Il y a quelque chose d’ulcérant à écouter Main basse sur la ville, à observer la médiocrité urbaine étalée à l’écran dans toute sa gloire putrescente. Le documentaire de Martin Frigon, projeté au Cinéma du Parc depuis la toute fin du mois de mars, lève le voile sur l’emprise des grandes compagnies sur le développement de Montréal et des banlieues.
À partir des années 1970, et peut-être même un peu avant, de grands groupes industriels, d’abord européens, investissent massivement dans la construction à Montréal, qu’il s’agisse de ses infrastructures, de ses immeubles à bureaux ou de ses complexes d’habitation. La métropole se modernise, certes, mais elle le fait trop rapidement, en détruisant des quartiers complets pour y bâtir des autoroutes ou la Maison de Radio-Canada, par exemple.
Presque un demi-siècle plus tard, si le développement urbain est un peu mieux encadré, le mal est fait: les terres agricoles ont disparu de l’île de Montréal, celles de Laval sont menacées de dézonage, et partout, on se trouve aux prises avec un réseau routier vieillissant et la multiplication des condos tout sauf conçus pour la vie de famille et de quartier, ce qui pousse les gens désirant une vie mieux adaptée à s’exiler dans les banlieues, et à ainsi consacrer de trop nombreuses heures à la conduite automobile.
« Le summum de l’évolution humaine, c’est un grand terrain asphalté, avec des lignes dessus, et une grande enseigne où l’on peut lire Costco, ou Canadian Tire », dit en substance l’anthropologue Serge Bouchard dans ce documentaire coup-de-poing qui vient confirmer que malgré toute la bonne volonté du monde, les villes appartiennent encore aux promoteurs, qu’ils soient propriétaires d’immeubles, entrepreneurs spécialisés en construction d’autoroutes, ou développeurs de terres en friche pour y planter la même maison en carton à des centaines de reprises.

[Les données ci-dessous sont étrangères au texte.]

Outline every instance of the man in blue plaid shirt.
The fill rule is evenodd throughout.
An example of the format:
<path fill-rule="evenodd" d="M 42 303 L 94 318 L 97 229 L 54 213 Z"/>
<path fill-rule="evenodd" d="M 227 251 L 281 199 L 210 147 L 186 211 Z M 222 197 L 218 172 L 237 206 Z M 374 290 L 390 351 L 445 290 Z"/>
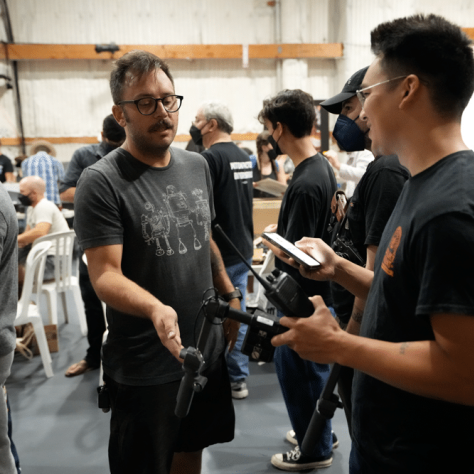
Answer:
<path fill-rule="evenodd" d="M 56 158 L 56 150 L 51 143 L 38 140 L 31 145 L 30 157 L 21 164 L 23 177 L 39 176 L 46 183 L 46 199 L 58 206 L 58 182 L 64 178 L 64 167 Z"/>

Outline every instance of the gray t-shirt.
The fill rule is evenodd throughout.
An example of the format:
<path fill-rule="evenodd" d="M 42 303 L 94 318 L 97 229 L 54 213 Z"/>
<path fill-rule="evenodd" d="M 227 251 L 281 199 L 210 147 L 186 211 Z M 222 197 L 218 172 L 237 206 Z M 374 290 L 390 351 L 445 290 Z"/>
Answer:
<path fill-rule="evenodd" d="M 7 191 L 0 184 L 0 356 L 15 349 L 18 304 L 18 221 Z"/>
<path fill-rule="evenodd" d="M 77 183 L 74 227 L 83 249 L 123 245 L 122 271 L 174 308 L 184 347 L 196 346 L 203 293 L 213 287 L 210 224 L 212 183 L 204 158 L 171 148 L 154 168 L 118 148 L 85 169 Z M 104 371 L 119 383 L 155 385 L 179 380 L 181 364 L 161 344 L 153 324 L 107 307 Z M 205 360 L 224 350 L 212 326 Z"/>

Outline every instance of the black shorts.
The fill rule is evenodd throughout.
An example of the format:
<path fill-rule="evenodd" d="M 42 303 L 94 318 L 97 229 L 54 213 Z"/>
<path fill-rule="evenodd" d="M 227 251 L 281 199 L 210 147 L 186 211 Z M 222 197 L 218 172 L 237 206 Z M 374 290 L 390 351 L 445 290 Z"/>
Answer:
<path fill-rule="evenodd" d="M 222 355 L 204 371 L 205 389 L 194 395 L 189 414 L 174 414 L 180 381 L 130 386 L 104 376 L 112 416 L 109 464 L 112 474 L 168 473 L 174 452 L 194 452 L 234 439 L 235 414 Z"/>

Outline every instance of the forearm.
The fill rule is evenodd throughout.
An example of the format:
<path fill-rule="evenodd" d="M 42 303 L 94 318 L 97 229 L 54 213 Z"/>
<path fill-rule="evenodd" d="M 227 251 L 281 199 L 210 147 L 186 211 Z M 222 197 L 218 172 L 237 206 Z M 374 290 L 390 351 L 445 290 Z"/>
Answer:
<path fill-rule="evenodd" d="M 164 306 L 151 293 L 113 270 L 104 271 L 91 282 L 100 300 L 108 306 L 132 316 L 151 319 Z"/>
<path fill-rule="evenodd" d="M 225 271 L 224 261 L 221 253 L 214 240 L 211 239 L 211 269 L 212 280 L 215 288 L 221 295 L 230 293 L 234 290 L 234 285 L 230 281 L 227 272 Z"/>
<path fill-rule="evenodd" d="M 391 343 L 343 333 L 335 361 L 429 398 L 474 405 L 474 379 L 436 341 Z"/>
<path fill-rule="evenodd" d="M 366 300 L 373 278 L 373 271 L 339 257 L 331 279 L 346 288 L 354 296 Z"/>
<path fill-rule="evenodd" d="M 59 197 L 63 202 L 74 202 L 74 194 L 76 194 L 76 188 L 68 188 L 63 191 Z"/>
<path fill-rule="evenodd" d="M 25 245 L 32 244 L 36 239 L 43 237 L 47 232 L 43 232 L 40 229 L 34 227 L 33 229 L 26 230 L 18 236 L 18 245 L 24 247 Z"/>
<path fill-rule="evenodd" d="M 354 334 L 355 336 L 359 335 L 360 325 L 362 323 L 362 318 L 364 316 L 365 309 L 365 300 L 358 298 L 357 296 L 354 299 L 354 306 L 352 307 L 351 319 L 347 325 L 346 331 L 349 334 Z"/>

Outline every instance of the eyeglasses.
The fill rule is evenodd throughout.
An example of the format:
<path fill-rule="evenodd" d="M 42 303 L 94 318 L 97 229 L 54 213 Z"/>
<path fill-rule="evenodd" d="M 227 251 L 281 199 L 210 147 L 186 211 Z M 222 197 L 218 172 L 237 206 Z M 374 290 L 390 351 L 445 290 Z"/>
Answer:
<path fill-rule="evenodd" d="M 167 95 L 162 99 L 155 99 L 154 97 L 143 97 L 137 100 L 122 100 L 117 105 L 135 104 L 138 111 L 142 115 L 151 115 L 155 113 L 158 107 L 158 102 L 161 102 L 163 108 L 170 113 L 177 112 L 181 107 L 184 97 L 182 95 Z"/>
<path fill-rule="evenodd" d="M 386 81 L 377 82 L 377 84 L 374 84 L 374 85 L 368 86 L 368 87 L 364 87 L 363 89 L 360 89 L 360 90 L 356 91 L 357 98 L 359 99 L 360 104 L 362 105 L 362 107 L 364 107 L 365 99 L 367 98 L 364 91 L 372 89 L 373 87 L 376 87 L 376 86 L 381 86 L 382 84 L 387 84 L 388 82 L 395 81 L 396 79 L 402 79 L 404 77 L 408 77 L 408 74 L 406 74 L 405 76 L 392 77 L 392 79 L 387 79 Z"/>

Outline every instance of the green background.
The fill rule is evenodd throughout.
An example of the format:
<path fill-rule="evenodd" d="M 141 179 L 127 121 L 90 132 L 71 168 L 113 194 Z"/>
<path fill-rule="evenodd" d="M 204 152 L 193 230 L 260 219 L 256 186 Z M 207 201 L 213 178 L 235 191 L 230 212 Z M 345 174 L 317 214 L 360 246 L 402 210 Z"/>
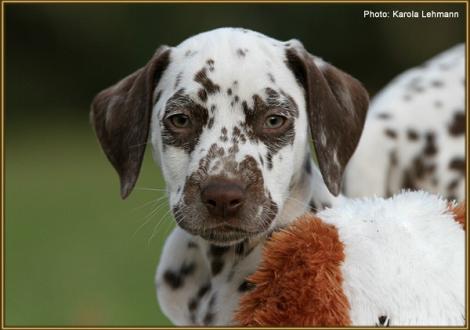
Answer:
<path fill-rule="evenodd" d="M 364 19 L 363 10 L 457 10 L 459 19 Z M 464 4 L 6 4 L 6 325 L 169 325 L 153 275 L 173 228 L 146 155 L 131 197 L 88 109 L 160 44 L 222 26 L 297 38 L 371 94 L 465 41 Z M 156 189 L 156 190 L 148 190 Z"/>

S’appuyant sur le travail d’enquête du journaliste Henry Aubin pour justement identifier, il y a plusieurs décennies déjà, les véritables propriétaires d’une bonne partie de la métropole, Main basse sur la ville donne l’impression que la population s’est en grande partie résignée à payer des milliards de dollars, à chaque année, pour aller se perdre dans le trafic en raison d’une conception de l’urbanisme datant de l’époque des grands chantiers montréalais.
Immobilisme gouvernemental – surtout du côté du ministère des Transports -, laissez-faire des dirigeants, fatalisme des citoyens… À l’heure des « Smart Centres » où il faut embarquer dans son auto pour changer de magasin, à l’époque des maisons en rangées en banlieue avec la piscine et la thermopompe, au moment où l’on refuse de planifier plus loin que la prochaine campagne électorale lorsque vient le temps de construire pour l’avenir, faut-il encore s’étonner que certaines personnes s’insurgent qu’on leur interdise d’utiliser leur voiture pour traverser un parc? Ou que des habitants de Saint-Lambert, sur la rive sud de Montréal, avancent que la construction d’une piste cyclable attirera des criminels? Sommes-nous à ce point coincés dans un mode de vie destructeur sous tous les aspects (environnemental, économique, sociétal, psychologique) qu’il soit impensable de casser le moule du tout à l’auto?
Main basse sur la ville, c’est une gifle cinématographique, un grand portrait d’une durée pourtant réduite, mais qui atteint parfaitement son objectif. Reste à voir, ensuite, si la population sera suffisamment remontée – ou conscientisée, c’est selon – pour agir.